File: /path/to/volatility/plugins/procdump.py
Line: 58
From: outfd.write("Dumping {0}, pid: {1:6} output: {2}\n".format(task.ImageFileName, pid, "executable." + str(pid) + ".exe"))
To: outfd.write("Dumping {0}, pid: {1:6} output: {2}\n".format(task.ImageFileName, pid, task.ImageFileName + "." + str(pid) + ".exe"))


Line: 59
From: of = open(os.path.join(self._config.DUMP_DIR, "executable." + str(pid) + ".exe"), 'wb')
To: of = open(os.path.join(self._config.DUMP_DIR, task.ImageFileName + "." + str(pid) + ".exe"), 'wb')

After modification we got rid of the static 'executable' text and added the actual process name to the output file name... much better.

The 'dlldump' plugin dumps files with the following naming convention: 'module.pid.procOffset.DllBase'
File: /path/to/volatility/plugins/dlldump.py
Line: 94
From: dump_file = "module.{0}.{1:x}.{2:x}.dll".format(proc.UniqueProcessId, process_offset, mod.DllBase)
To: dump_file = "{0}.{1}.dll".format(mod.BaseDllName, proc.ImageFileName)

There's many ways to change the output around but for this example I got rid of the static 'module' text and modified it so it saves as 'what's being dumped.where it came from.dll'.. this could include the PID, offset, base etc... what fits your needs?

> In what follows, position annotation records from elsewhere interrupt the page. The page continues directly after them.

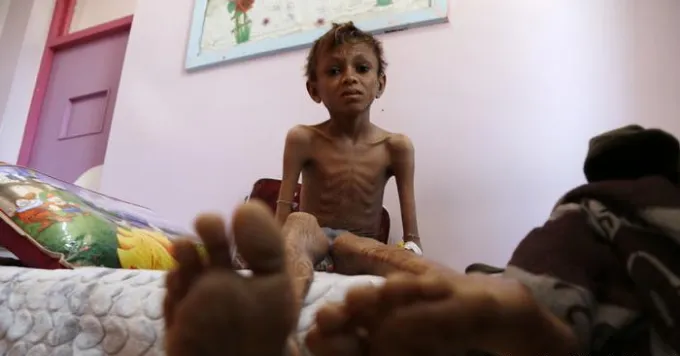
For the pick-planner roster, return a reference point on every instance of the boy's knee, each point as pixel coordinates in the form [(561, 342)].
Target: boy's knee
[(301, 218)]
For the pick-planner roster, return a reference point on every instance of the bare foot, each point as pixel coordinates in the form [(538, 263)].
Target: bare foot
[(355, 327), (212, 310), (431, 314)]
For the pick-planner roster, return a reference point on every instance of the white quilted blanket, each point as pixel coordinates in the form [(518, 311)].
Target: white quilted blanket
[(98, 311)]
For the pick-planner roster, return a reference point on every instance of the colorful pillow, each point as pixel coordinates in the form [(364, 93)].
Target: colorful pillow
[(47, 223)]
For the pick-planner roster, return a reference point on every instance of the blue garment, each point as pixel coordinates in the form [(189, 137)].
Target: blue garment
[(326, 265)]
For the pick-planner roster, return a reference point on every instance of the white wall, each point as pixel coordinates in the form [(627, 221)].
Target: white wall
[(4, 9), (22, 42), (90, 13), (500, 104)]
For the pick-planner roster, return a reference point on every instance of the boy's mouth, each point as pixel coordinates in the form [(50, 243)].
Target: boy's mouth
[(351, 93)]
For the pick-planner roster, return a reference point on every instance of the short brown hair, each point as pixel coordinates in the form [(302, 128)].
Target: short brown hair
[(340, 34)]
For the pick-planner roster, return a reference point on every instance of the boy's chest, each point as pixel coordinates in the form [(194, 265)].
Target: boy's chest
[(369, 162)]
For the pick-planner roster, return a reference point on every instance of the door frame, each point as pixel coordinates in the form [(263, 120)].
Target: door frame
[(59, 38)]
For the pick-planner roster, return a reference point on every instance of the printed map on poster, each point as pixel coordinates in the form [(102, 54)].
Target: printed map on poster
[(231, 30)]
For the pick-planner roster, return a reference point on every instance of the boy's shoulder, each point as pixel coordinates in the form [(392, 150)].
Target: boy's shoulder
[(305, 133), (299, 134), (399, 143)]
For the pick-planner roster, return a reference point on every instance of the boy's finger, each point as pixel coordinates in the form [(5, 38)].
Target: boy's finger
[(212, 231)]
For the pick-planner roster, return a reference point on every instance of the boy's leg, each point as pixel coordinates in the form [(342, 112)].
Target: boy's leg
[(354, 255), (306, 244), (210, 309)]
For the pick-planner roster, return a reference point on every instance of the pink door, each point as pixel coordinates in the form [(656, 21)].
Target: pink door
[(75, 120)]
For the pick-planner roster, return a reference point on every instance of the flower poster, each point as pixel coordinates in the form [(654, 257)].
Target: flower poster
[(230, 23)]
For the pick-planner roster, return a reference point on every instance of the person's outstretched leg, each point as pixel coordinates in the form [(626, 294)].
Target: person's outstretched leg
[(211, 310), (306, 244), (354, 255)]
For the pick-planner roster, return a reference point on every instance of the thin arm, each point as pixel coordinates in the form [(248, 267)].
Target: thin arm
[(294, 156), (404, 171)]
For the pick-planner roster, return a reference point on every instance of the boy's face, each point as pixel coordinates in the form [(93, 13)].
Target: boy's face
[(347, 79)]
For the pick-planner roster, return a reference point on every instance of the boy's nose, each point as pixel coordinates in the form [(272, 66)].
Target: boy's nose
[(349, 78)]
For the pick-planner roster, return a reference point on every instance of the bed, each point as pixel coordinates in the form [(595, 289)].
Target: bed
[(104, 311)]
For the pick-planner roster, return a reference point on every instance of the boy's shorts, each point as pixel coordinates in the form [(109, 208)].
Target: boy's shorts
[(326, 265)]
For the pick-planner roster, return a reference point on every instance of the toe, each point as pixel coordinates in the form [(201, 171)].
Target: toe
[(332, 318), (363, 305), (178, 281), (337, 344), (258, 238), (212, 230), (405, 289)]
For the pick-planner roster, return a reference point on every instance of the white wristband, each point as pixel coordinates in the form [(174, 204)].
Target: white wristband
[(412, 246)]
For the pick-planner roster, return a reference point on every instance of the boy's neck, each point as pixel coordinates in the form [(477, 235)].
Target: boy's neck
[(351, 126)]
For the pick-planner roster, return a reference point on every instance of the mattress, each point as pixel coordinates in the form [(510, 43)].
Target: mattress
[(100, 311)]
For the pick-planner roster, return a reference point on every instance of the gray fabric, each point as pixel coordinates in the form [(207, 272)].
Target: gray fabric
[(98, 311), (332, 234)]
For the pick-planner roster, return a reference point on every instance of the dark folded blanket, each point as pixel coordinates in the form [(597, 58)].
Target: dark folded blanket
[(608, 260)]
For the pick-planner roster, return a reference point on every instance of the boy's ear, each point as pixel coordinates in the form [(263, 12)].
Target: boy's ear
[(382, 82), (313, 91)]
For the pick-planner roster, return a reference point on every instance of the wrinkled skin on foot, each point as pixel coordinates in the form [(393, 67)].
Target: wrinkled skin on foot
[(212, 310), (430, 315)]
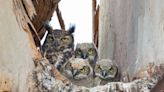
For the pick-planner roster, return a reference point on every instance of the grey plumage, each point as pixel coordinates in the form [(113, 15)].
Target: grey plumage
[(79, 72), (87, 51), (59, 45), (106, 71)]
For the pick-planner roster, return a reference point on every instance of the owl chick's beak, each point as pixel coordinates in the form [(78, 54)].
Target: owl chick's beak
[(104, 73), (84, 56), (74, 73)]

The 'moddump' plugin dumped files with the following naming convention: 'driver.modBase.sys'

File: /path/to/volatility/plugins/moddump.py
Line: 100  
From: dump_file = "driver.{0:x}.sys".format(mod_base)
To: dump_file = "{0}.{1:x}.sys".format(mod_name, mod_base}

Once again, you can see that after the modification the dumped SYS file now starts with the actual process name... yes there's an extra file extension in the beginning but this is just giving examples - you're free to change as needed.  For me, the biggest thing was just pulling all information into the dumped file so I didn't have to look in multiple places.
The point here... open source is great.  You have the ability to give back to the community and customize it to meet your needs so if you want something changed, as I did, don't settle and change it... just be cautious of the projects updates in case one of them conflicts with your modifications.